La politica non affronta questi problemi, non propone strategie di soluzione, anzi recupera forme di intervento pubblico da anni 70 che, fallite allora, dovrebbero avere successo oggi, in un mondo del tutto stravolto da cambiamenti epocali. Per esempio, Fubini ci ricorda come ci stiamo autoconvincendo che la risposta per le imprese improduttive (Ilva, Alitalia, gestione autostrade e così via) “sia semplicemente più mano pubblica, senza neanche soffermarci a considerare che lo Stato è il settore meno produttivo del Paese”. Gli esempi di guasti nel passato non mancano.
Eppure il sistema economico privato, da solo, continua a dare segni di vitalità come sottolinea Marco Fortis in un altro importante editoriale su Il Foglio di fine anno. “Economia reale, iniziativa privata, operosità, genio italico”, dice Fortis, producono ancora risultati positivi e qua e là emergono eccellenze che ci pongono all’avanguardia in settori manifatturieri che sostengono un volume di export ancora invidiabile. L’Italia nella manifattura rivolta all’export ha fatto meglio dal 2015 al 2017 in termini di produttività del lavoro per occupato delle maggiori economie dell’UE. Ma questi settori coprono una quota limitata del valore aggiunto complessivo e di occupazione e sono isole in un mare di inefficienze e clientelismi che riguardano il terziario e la pubblica amministrazione.

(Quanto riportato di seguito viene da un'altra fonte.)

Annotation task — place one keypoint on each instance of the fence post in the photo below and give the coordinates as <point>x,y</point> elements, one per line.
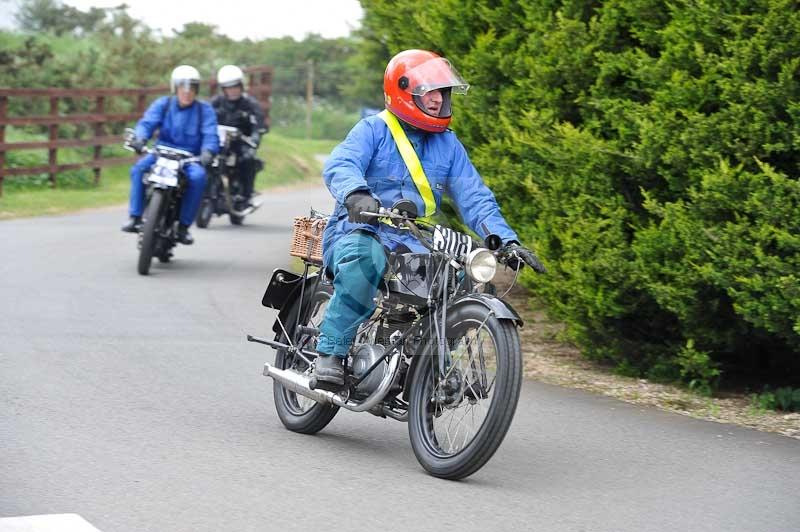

Avessimo un Presidente del consiglio e un Ministro dello sviluppo economico in grado di proporre interventi di riforma finalizzati a valorizzare queste elementi positivi e estendere le aree di successo, se nel governo tutto, come nell’opposizione, vi fosse una seria consapevolezza di questo declino strisciante del paese, potremmo guardare all’anno che verrà con minore scetticismo. Purtroppo, vorremmo sbagliare, ma non ci pare sia questo il caso, specie in un anno elettorale.
E poi c’è il versante della finanza pubblica, presidiata da un ministero, il MEF, all’altezza, ma isolato. Nel 2020 ci sarà la tanto agognata riforma dei parametri del Fiscal Compact, con una nuova regola di disciplina fiscale, basata sul controllo della dinamica della spesa pubblica, che libera sistematicamente una quota annuale di investimenti pubblici. Ciò sarà il frutto di un programma triennale concordato con la Commissione europea in cui progetti di grande rilievo saranno consentiti al di fuori dei limiti di espansione della spesa. Tuttavia, nello stesso periodo l’Italia dovrà garantire un profilo di adeguata riduzione del rapporto debito su PIL da conseguire soprattutto con riduzioni della spesa pubblica corrente. Saranno in grado i nostri policy-makers, fautori dello stato produttore, dell’assistenzialismo tipo Reddito di cittadinanza e Quota 100, di impegnarsi in tal senso? Abbiamo seri motivi di dubitarne.